Il futuro del sistema produttivo italiano si gioca sulla capacità di vincere le nuove sfide legate alla trasformazione digitale, all’economia del mare e dello spazio che costituiscono una grande opportunità per l’Italia. Blue Economy, Space Economy e le nuove tecnologie abilitanti sono al centro della politica industriale del Governo. Il ministro Urso sottolinea il ruolo centrale del Mediterraneo e le potenzialità che il mare può riservare nella crescita del Paese, in un momento in cui è chiamato ad affrontare la duplice transizione green e digitale. «Guardiamo con grande attenzione alla cantieristica, alla robotica marina, alle biotecnologie blu, alle energie rinnovabili, all’intelligenza artificiale e allo sviluppo di tecnologie sostenibili per migliorare l’ottimizzazione delle risorse. Lo spazio e il mare sono due settori strategici per l’economia italiana e che esprimono già oggi delle eccellenze capaci di imporsi sui mercati globali. Sulla Space Economy, dobbiamo investire molto, perché rappresenta uno dei più efficaci motori di crescita per il nostro Paese, avendo una natura cross-settoriale in grado di portare l’innovazione in maniera trasversale e spostare le frontiere tecnologiche a beneficio del mondo della ricerca e delle imprese».
Il futuro del sistema produttivo italiano si gioca sulla capacità di vincere le nuove sfide legate alla trasformazione digitale e green: «Il 2024 sarà l’anno dell’Italia»
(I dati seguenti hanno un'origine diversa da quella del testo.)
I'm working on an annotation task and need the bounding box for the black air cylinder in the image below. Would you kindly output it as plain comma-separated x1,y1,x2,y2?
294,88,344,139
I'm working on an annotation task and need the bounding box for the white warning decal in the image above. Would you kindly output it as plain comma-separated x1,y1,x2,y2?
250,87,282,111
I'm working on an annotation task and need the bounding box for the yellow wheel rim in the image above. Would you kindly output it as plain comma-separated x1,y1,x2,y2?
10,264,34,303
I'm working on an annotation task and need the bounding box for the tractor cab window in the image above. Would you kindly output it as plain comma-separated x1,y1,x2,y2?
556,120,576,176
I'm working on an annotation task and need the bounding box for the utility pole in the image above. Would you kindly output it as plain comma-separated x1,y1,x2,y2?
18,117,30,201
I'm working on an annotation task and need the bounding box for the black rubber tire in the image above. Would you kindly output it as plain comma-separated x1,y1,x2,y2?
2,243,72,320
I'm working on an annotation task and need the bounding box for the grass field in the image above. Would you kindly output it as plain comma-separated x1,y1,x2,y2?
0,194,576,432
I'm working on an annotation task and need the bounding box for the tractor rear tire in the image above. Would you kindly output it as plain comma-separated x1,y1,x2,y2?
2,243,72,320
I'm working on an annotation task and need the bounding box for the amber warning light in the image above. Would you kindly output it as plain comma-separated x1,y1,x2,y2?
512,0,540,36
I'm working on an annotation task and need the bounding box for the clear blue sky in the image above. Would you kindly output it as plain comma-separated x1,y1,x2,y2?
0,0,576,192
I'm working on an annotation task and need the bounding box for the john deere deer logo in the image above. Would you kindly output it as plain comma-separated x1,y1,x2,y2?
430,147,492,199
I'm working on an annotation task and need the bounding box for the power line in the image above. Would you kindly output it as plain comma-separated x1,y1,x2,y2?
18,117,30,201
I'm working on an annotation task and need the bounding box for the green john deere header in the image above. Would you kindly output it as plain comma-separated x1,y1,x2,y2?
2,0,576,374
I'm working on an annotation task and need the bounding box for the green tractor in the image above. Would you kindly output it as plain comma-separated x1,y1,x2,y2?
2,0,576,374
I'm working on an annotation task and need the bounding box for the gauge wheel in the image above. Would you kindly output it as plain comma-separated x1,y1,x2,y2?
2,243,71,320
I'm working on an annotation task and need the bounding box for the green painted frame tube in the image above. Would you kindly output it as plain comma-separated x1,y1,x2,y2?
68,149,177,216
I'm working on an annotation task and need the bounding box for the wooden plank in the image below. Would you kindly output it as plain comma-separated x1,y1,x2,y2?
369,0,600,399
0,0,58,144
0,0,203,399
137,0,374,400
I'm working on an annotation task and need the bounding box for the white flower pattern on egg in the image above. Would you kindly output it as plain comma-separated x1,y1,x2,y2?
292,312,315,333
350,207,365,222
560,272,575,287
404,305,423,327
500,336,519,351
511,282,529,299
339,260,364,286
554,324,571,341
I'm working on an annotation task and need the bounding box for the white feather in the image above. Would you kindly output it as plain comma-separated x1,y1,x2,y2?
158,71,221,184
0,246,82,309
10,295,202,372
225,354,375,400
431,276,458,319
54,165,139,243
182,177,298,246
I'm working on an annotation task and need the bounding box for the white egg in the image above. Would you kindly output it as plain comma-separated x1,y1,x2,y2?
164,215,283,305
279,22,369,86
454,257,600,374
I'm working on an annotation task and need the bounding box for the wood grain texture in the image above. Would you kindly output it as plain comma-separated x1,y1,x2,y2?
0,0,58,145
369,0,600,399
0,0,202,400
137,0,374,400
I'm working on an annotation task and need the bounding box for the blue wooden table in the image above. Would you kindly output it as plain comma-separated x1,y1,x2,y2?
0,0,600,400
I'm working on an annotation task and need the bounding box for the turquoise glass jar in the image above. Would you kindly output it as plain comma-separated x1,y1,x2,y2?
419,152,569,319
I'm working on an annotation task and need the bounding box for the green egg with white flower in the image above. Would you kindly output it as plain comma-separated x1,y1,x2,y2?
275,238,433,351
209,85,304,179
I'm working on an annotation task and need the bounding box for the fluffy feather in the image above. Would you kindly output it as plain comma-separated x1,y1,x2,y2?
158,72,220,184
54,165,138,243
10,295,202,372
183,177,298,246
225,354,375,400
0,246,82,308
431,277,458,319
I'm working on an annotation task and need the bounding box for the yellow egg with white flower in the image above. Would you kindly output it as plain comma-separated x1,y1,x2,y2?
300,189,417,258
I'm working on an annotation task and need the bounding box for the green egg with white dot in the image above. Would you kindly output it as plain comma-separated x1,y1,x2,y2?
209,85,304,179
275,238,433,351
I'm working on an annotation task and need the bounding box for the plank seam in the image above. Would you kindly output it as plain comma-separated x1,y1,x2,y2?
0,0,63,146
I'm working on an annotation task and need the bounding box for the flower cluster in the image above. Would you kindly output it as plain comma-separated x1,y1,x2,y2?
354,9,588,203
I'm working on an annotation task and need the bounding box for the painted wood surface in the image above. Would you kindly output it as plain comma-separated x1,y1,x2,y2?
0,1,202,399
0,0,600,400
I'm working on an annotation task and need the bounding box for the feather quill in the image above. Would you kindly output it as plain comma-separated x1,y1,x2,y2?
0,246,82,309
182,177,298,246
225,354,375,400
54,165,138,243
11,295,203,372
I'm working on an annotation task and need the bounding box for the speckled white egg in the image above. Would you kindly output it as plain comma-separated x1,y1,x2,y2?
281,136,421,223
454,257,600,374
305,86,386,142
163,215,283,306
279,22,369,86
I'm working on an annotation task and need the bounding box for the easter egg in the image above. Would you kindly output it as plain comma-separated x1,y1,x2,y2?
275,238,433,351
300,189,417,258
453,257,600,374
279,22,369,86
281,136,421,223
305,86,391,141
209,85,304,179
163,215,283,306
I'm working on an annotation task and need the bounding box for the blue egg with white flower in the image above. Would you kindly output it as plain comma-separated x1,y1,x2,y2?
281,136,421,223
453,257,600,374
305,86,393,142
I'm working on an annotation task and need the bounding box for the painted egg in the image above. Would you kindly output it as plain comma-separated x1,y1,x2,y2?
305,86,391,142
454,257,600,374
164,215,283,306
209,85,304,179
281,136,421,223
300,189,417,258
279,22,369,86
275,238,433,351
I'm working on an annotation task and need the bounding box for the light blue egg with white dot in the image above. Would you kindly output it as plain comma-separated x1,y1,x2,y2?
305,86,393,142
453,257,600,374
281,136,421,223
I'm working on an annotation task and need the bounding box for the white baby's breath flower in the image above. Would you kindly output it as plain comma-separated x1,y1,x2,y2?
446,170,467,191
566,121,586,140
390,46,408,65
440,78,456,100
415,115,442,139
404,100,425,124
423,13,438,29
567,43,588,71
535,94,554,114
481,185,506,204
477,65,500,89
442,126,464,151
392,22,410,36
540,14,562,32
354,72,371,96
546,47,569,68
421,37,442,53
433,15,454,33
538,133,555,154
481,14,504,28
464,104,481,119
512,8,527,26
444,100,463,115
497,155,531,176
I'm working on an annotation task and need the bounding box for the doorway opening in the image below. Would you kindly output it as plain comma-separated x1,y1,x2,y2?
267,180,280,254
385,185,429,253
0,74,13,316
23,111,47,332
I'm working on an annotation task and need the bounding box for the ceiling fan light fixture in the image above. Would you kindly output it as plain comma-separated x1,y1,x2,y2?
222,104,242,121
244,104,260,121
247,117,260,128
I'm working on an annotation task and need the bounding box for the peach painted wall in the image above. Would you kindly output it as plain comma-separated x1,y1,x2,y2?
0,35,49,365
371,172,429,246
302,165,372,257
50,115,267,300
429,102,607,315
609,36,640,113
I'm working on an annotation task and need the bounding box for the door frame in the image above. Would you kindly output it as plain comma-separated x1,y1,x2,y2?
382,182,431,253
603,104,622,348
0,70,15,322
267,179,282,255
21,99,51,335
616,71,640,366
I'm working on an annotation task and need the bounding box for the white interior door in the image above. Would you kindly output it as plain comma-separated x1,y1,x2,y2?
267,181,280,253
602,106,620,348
Autonomia e materie prime critiche
La crisi energetica uccide la competitività delle imprese italiane. «L’autonomia energetica dell’Europa passa dall’Italia. Da questa crisi l’Italia può uscire più forte perché il gas ora arriverà da Sud e da Est e noi abbiamo i gasdotti». Si parte dal disaccoppiamento di gas ed elettricità verso una maggiore produzione di energia in Italia da fonti rinnovabili, ma anche biomasse e geotermico, senza escludere il nucleare di nuova concezione. Il Tavolo Tecnico Nazionale per le materie prime critiche ha come obiettivo il rafforzamento del coordinamento tra i vari soggetti coinvolti e la formulazione di proposte per assicurare un approvvigionamento sicuro e sostenibile delle materie prime critiche, alla luce degli obiettivi dettati dalla duplice transizione green e digitale e del negoziato sul Regolamento europeo per la disciplina del settore, soprattutto in vista del G7 a guida italiana. «L’Italia, contribuisce in modo effettivo ai negoziati, registrando risultati positivi, come l’inclusione dell’alluminio nella lista delle materie prime strategiche e il compromesso raggiunto sotto i profili dei benchmark di trasformazione e riciclo. Risultati, frutto anche del nuovo format trilaterale di politica industriale tra Italia, Francia e Germania, insediato a giugno scorso a Berlino» – spiega Urso. «Il nostro impegno continua sul fronte delle riforme che verranno introdotte nel cosiddetto Critical Raw Materials Act italiano, che si propone di creare un quadro normativo di riferimento per la gestione delle materie prime critiche in Italia, conciliando l’obiettivo di riavviare il settore minerario, anche attraverso lo snellimento e la riduzione dei tempi per le procedure autorizzative, con la tutela ambientale».